I go in to buy a shirt for my son.
He's turning forty next week.
I look through the piles of shirts on the shelves,
in the cool of the air conditioning.
It's 95 degrees outside, another day
in this brutal July heatwave we've been having.
And while I leaf through the shirts,
I have a conversation with Marty.
I've been buying clothes from him
for nearly forty years. His father
owned the store before him, and his grandfather
before that. Marty started working here
when he was a teen-ager,
and now he's close to 60.
The sign outside says, "Since 1917,"
and here we are in 2014.
"Are you getting ready for the centennial?" I ask,
and he says yes, he is, though he hasn't decided
what form the celebration will take.
100 year in the men's clothing business.
That's something. Spending your whole life
doing what your father did, and your grandfather,
and in the same location--that's something.

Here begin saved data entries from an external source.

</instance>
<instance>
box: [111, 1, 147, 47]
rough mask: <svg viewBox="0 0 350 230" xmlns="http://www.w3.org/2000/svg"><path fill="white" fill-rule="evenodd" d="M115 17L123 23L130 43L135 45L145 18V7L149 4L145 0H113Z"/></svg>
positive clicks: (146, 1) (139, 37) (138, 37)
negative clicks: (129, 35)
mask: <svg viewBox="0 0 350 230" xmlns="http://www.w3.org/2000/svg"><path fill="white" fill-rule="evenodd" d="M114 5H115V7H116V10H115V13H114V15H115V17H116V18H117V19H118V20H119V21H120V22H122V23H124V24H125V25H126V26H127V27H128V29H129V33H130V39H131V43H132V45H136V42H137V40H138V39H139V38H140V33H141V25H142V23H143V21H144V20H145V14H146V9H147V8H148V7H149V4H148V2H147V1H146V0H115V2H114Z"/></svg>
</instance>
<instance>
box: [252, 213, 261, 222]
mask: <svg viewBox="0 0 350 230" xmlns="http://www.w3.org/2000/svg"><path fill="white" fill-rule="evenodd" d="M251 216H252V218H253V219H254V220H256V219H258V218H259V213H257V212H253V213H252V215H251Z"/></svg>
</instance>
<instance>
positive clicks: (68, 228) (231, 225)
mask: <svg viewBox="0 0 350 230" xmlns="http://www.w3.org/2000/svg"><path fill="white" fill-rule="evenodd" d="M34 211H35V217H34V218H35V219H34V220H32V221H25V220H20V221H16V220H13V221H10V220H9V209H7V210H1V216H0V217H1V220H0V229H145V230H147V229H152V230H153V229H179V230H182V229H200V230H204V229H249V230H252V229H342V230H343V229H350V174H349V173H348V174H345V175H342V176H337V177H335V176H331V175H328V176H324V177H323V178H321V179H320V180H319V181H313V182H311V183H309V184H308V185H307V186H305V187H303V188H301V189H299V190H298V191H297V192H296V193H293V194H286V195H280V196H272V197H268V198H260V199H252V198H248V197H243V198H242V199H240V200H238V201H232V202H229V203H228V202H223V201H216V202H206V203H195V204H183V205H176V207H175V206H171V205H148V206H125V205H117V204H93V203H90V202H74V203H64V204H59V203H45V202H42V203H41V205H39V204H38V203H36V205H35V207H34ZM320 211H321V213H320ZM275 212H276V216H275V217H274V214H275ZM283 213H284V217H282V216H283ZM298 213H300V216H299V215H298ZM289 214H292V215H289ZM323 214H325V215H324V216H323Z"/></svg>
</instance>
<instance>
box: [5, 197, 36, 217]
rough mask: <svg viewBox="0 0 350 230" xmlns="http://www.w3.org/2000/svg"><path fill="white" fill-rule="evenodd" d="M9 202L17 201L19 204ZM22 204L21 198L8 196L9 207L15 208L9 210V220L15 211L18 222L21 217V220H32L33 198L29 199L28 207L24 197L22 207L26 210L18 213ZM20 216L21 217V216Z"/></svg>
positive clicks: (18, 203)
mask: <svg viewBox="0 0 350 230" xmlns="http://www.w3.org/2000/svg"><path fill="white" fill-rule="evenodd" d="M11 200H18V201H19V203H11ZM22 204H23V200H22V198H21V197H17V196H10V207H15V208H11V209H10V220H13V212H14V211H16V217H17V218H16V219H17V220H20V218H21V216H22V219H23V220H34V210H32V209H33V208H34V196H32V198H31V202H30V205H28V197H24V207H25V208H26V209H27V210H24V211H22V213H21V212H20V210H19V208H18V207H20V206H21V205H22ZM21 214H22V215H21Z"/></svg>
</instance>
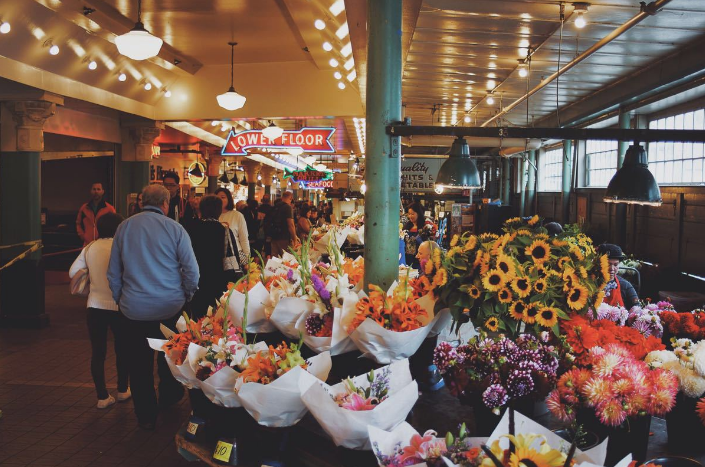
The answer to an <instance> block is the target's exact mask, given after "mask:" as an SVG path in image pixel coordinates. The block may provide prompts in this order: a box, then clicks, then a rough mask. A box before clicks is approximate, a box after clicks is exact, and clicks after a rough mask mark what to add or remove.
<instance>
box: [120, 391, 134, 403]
mask: <svg viewBox="0 0 705 467" xmlns="http://www.w3.org/2000/svg"><path fill="white" fill-rule="evenodd" d="M131 397H132V392H130V388H127V391H125V392H118V402H125V401H126V400H128V399H129V398H131Z"/></svg>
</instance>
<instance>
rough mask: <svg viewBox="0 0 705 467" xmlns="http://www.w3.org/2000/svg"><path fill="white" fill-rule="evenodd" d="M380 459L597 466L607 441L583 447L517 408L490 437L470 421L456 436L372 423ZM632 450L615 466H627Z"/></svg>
mask: <svg viewBox="0 0 705 467" xmlns="http://www.w3.org/2000/svg"><path fill="white" fill-rule="evenodd" d="M369 435H370V440H371V441H372V446H373V450H374V453H375V455H376V456H377V461H378V464H379V465H380V466H383V467H387V466H388V467H401V466H412V467H423V466H432V467H440V466H443V467H447V466H464V467H480V466H481V467H511V466H514V467H518V466H528V465H535V466H544V467H563V466H575V467H582V466H584V467H597V466H601V465H604V463H605V458H606V453H607V443H606V442H603V443H602V444H600V445H599V446H597V447H595V448H593V449H590V450H588V451H585V452H582V451H580V449H577V448H575V447H574V446H571V445H570V443H568V442H567V441H565V440H563V439H561V438H560V437H558V436H557V435H556V434H555V433H553V432H551V431H549V430H548V429H546V428H544V427H543V426H541V425H539V424H538V423H536V422H534V421H533V420H530V419H529V418H527V417H525V416H523V415H522V414H520V413H518V412H515V413H514V418H513V419H512V418H511V417H510V412H509V411H507V412H506V413H505V414H504V416H503V417H502V419H501V420H500V422H499V424H498V425H497V428H495V430H494V431H493V432H492V435H491V436H490V437H489V438H473V437H469V436H468V433H467V430H466V429H465V425H464V424H463V425H461V426H460V427H459V432H458V434H457V436H455V435H453V434H452V433H448V434H446V436H445V438H438V437H437V436H436V432H435V431H432V430H428V431H426V432H425V433H424V434H423V436H422V435H420V434H419V433H418V432H417V431H416V430H415V429H414V428H413V427H411V425H409V424H408V423H406V422H405V423H402V424H400V425H399V426H398V427H397V428H395V429H394V430H392V431H391V432H386V431H384V430H380V429H378V428H375V427H370V429H369ZM630 461H631V456H627V457H626V458H624V459H623V460H622V461H621V462H619V463H618V464H617V465H616V466H615V467H627V466H628V465H629V462H630Z"/></svg>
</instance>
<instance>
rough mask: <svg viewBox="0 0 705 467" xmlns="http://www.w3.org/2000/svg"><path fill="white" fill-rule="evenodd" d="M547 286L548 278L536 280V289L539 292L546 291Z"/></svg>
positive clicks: (543, 291)
mask: <svg viewBox="0 0 705 467" xmlns="http://www.w3.org/2000/svg"><path fill="white" fill-rule="evenodd" d="M546 287H548V285H547V284H546V279H538V280H537V281H536V282H534V290H535V291H536V292H537V293H544V292H545V291H546Z"/></svg>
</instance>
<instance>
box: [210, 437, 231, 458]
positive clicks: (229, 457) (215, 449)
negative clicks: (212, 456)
mask: <svg viewBox="0 0 705 467" xmlns="http://www.w3.org/2000/svg"><path fill="white" fill-rule="evenodd" d="M232 450H233V445H232V444H230V443H228V442H225V441H218V444H216V445H215V451H214V452H213V459H216V460H219V461H223V462H230V453H231V452H232Z"/></svg>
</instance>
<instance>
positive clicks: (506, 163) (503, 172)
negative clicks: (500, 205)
mask: <svg viewBox="0 0 705 467" xmlns="http://www.w3.org/2000/svg"><path fill="white" fill-rule="evenodd" d="M502 163H503V166H502V180H503V181H502V204H504V205H509V204H510V203H511V199H510V198H509V196H510V193H511V182H512V171H511V164H510V162H509V158H508V157H504V158H503V159H502Z"/></svg>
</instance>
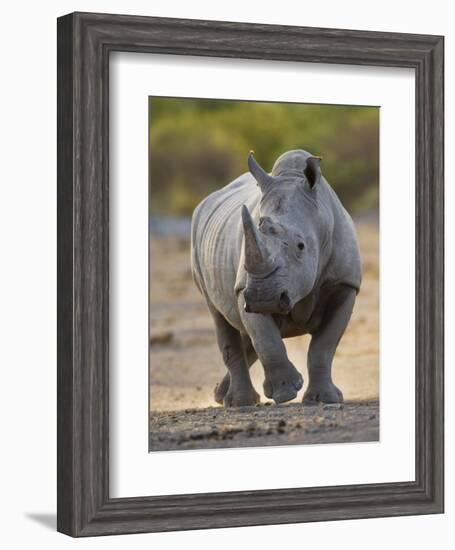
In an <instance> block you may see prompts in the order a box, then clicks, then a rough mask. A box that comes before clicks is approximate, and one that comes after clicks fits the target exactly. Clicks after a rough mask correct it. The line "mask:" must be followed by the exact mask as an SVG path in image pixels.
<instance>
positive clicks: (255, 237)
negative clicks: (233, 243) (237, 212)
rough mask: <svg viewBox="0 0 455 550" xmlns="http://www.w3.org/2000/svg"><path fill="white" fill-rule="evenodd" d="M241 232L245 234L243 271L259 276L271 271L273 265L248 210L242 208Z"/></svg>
mask: <svg viewBox="0 0 455 550" xmlns="http://www.w3.org/2000/svg"><path fill="white" fill-rule="evenodd" d="M242 221H243V231H244V233H245V269H246V270H247V271H248V273H252V274H255V275H260V274H263V273H267V272H269V271H271V270H272V269H273V263H272V261H271V259H270V254H269V252H268V250H267V245H266V243H265V241H264V236H263V235H261V233H260V232H259V231H258V230H257V229H256V226H255V224H254V221H253V218H252V217H251V214H250V212H249V210H248V208H247V207H246V206H245V205H243V207H242Z"/></svg>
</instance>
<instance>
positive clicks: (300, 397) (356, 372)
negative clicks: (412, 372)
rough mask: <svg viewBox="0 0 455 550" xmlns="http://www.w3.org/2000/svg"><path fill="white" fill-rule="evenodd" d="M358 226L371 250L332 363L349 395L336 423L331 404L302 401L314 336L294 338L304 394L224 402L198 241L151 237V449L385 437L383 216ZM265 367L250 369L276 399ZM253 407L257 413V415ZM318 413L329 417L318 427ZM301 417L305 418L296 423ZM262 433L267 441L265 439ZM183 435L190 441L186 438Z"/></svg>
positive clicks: (369, 251) (364, 438)
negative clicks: (195, 241)
mask: <svg viewBox="0 0 455 550" xmlns="http://www.w3.org/2000/svg"><path fill="white" fill-rule="evenodd" d="M356 226H357V233H358V237H359V243H360V248H361V254H362V260H363V282H362V288H361V290H360V293H359V295H358V297H357V301H356V304H355V308H354V312H353V315H352V318H351V321H350V324H349V326H348V329H347V331H346V333H345V335H344V337H343V339H342V340H341V342H340V345H339V347H338V350H337V353H336V356H335V360H334V365H333V379H334V382H335V383H336V384H337V385H338V387H339V388H340V389H341V390H342V391H343V394H344V398H345V401H346V403H345V404H344V406H343V408H341V409H339V411H338V413H337V414H338V421H337V422H335V424H336V426H334V425H331V426H329V424H333V422H332V421H331V420H330V419H329V420H327V421H326V419H325V418H326V416H327V414H328V413H327V411H329V412H330V414H332V413H333V411H332V410H331V409H330V408H328V409H321V410H319V411H318V412H317V413H316V412H315V411H312V408H311V407H303V406H302V405H298V403H300V402H301V399H302V396H303V393H304V391H305V387H306V382H307V376H306V353H307V348H308V343H309V336H302V337H297V338H291V339H287V340H286V341H285V342H286V347H287V349H288V353H289V357H290V359H291V361H292V362H293V363H294V364H295V366H296V367H297V368H298V369H299V370H300V371H301V372H302V374H303V377H304V380H305V383H304V387H303V388H302V390H301V391H300V392H299V394H298V396H297V398H296V399H295V401H294V402H293V403H295V404H293V405H292V406H289V404H286V405H280V406H279V407H276V406H275V405H271V406H259V407H254V408H246V411H243V412H242V411H238V410H237V411H227V412H225V411H224V410H223V409H222V408H220V407H217V406H216V403H215V401H214V399H213V389H214V387H215V384H216V383H217V382H219V381H220V380H221V378H222V377H223V376H224V373H225V372H226V370H225V366H224V364H223V362H222V359H221V355H220V354H219V352H218V348H217V345H216V339H215V333H214V327H213V323H212V320H211V318H210V316H209V314H208V311H207V308H206V305H205V302H204V300H203V299H202V297H201V295H200V294H199V292H198V290H197V289H196V287H195V285H194V283H193V281H192V277H191V270H190V260H189V241H188V240H187V239H182V238H177V237H160V238H156V237H152V238H151V243H150V246H151V251H150V258H151V266H150V269H151V287H150V300H151V304H150V413H151V434H150V440H151V450H153V449H155V450H164V449H165V448H166V449H171V448H208V447H217V446H218V447H227V446H254V445H259V444H260V445H276V444H289V443H297V442H300V443H301V442H304V443H323V442H339V441H371V440H374V439H376V440H377V439H378V428H379V405H378V400H379V232H378V225H377V224H376V223H373V222H371V223H369V222H362V223H358V224H356ZM261 371H262V367H261V365H260V364H259V363H258V362H257V363H256V364H255V365H253V367H252V369H251V376H252V380H253V384H254V386H255V388H256V391H258V392H259V393H260V394H261V401H262V404H263V405H265V404H266V403H269V401H268V400H267V398H265V397H264V394H263V392H262V382H263V378H264V377H263V373H262V372H261ZM278 411H279V412H278ZM321 411H322V412H323V414H321ZM324 411H325V412H324ZM340 411H341V412H340ZM371 411H373V412H371ZM254 414H256V416H257V417H258V418H257V420H253V418H256V417H254ZM276 414H279V415H280V420H281V421H284V422H285V423H286V424H285V426H286V428H285V430H284V431H282V432H280V433H278V432H277V433H275V431H276V430H275V429H274V428H273V426H274V425H275V424H274V423H276V421H277V419H276ZM340 414H342V415H343V416H342V419H343V420H342V422H341V421H340V418H341V416H340ZM213 416H214V417H215V418H212V417H213ZM173 417H175V418H173ZM313 417H321V418H323V419H325V420H324V421H321V422H320V425H319V426H317V430H316V431H314V428H315V426H313V425H312V422H313V421H312V420H311V418H313ZM370 417H371V418H370ZM365 419H367V421H365V422H364V420H365ZM251 422H256V423H257V430H256V432H254V430H253V431H251V429H250V430H249V431H248V428H247V426H248V423H251ZM231 424H233V425H235V426H237V427H236V428H235V429H236V430H237V431H236V432H235V434H233V437H232V438H229V437H228V438H224V439H223V437H222V436H219V437H218V436H216V435H214V436H210V437H209V436H207V437H206V436H205V435H201V434H209V433H212V432H213V431H215V433H219V434H220V433H221V434H222V433H224V432H223V430H225V429H228V430H229V428H226V426H230V425H231ZM297 424H300V426H301V427H300V428H298V427H296V426H297ZM223 426H224V427H223ZM177 427H178V430H177ZM240 428H241V429H240ZM282 428H283V426H282ZM176 430H177V431H176ZM270 430H271V433H268V432H269V431H270ZM308 430H310V431H308ZM311 430H313V431H311ZM177 432H178V433H177ZM253 432H254V433H253ZM274 433H275V435H273V434H274ZM252 434H253V435H252ZM258 434H260V435H258ZM267 434H268V437H267V438H264V435H267ZM299 434H300V435H299ZM160 438H161V440H160ZM257 438H259V439H260V440H261V442H257V441H256V439H257ZM277 438H278V439H277ZM346 438H347V439H346ZM265 439H267V441H265ZM176 441H180V442H181V444H179V445H177V444H176Z"/></svg>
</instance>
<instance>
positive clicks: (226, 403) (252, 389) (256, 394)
mask: <svg viewBox="0 0 455 550" xmlns="http://www.w3.org/2000/svg"><path fill="white" fill-rule="evenodd" d="M260 401H261V398H260V397H259V394H258V393H257V392H256V391H255V389H254V388H253V386H251V387H250V388H242V389H241V390H238V391H233V389H232V387H229V389H228V391H227V393H226V396H225V398H224V400H223V404H224V406H225V407H226V408H229V407H249V406H252V405H257V403H259V402H260Z"/></svg>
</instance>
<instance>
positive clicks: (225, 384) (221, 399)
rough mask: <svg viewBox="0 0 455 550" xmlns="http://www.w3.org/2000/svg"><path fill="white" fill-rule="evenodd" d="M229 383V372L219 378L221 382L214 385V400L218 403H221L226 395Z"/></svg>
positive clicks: (219, 382)
mask: <svg viewBox="0 0 455 550" xmlns="http://www.w3.org/2000/svg"><path fill="white" fill-rule="evenodd" d="M230 383H231V377H230V375H229V373H226V375H225V376H224V378H223V380H221V382H219V383H218V384H217V385H216V386H215V390H214V392H213V393H214V397H215V401H216V402H217V403H218V404H219V405H222V404H223V402H224V398H225V397H226V394H227V392H228V390H229V385H230Z"/></svg>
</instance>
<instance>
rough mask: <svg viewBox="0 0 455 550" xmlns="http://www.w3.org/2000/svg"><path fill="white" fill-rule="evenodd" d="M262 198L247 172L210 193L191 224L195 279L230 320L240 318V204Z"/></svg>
mask: <svg viewBox="0 0 455 550" xmlns="http://www.w3.org/2000/svg"><path fill="white" fill-rule="evenodd" d="M259 199H260V193H259V190H258V187H257V185H256V182H255V180H254V178H253V177H252V176H251V174H249V173H246V174H243V175H241V176H240V177H238V178H237V179H236V180H234V181H233V182H231V183H230V184H228V185H226V186H225V187H223V188H222V189H219V190H218V191H215V192H213V193H211V194H210V195H208V196H207V197H206V198H205V199H204V200H203V201H202V202H201V203H200V204H199V205H198V206H197V207H196V209H195V211H194V213H193V219H192V226H191V263H192V271H193V277H194V280H195V282H196V284H197V286H198V287H199V289H200V290H201V292H202V293H203V294H204V296H205V297H206V299H209V300H210V302H211V303H212V304H213V305H214V306H215V307H216V309H217V310H218V311H219V312H221V313H222V314H223V315H224V316H225V317H226V319H227V320H228V321H230V322H231V323H232V324H234V325H237V324H238V322H239V319H238V311H237V307H236V297H235V292H234V286H235V279H236V276H237V269H238V265H239V259H240V253H241V246H242V239H243V232H242V225H241V207H242V205H243V204H246V205H247V206H248V208H250V209H253V208H254V207H255V206H256V204H257V203H258V201H259Z"/></svg>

He tells me about when they expanded, 35 years ago--
knocked our a wall and took over the store next door,
where the suits and pants are now.
His father was running the place back then.
Business was good. They needed the space.
"We had seven people working here then!
Those were the days. The salad days,
before the malls and the factory outlet
dropped like development bombs
out in the cornfields west of town.
Things are quieter now. But he's got loyal customers,
and he does a good business in uniforms.
"Well, it's still a nice store," I say,
as he wraps up the bright but tasteful
red and blue plaid short-sleeve shirt
that I've chosen. Woolrich, made in Bengladesh.
First in a box, then in a sheet
of dark green paper he tears
with a satisfying, ripping sound
along the cast iron paper holder's long blade.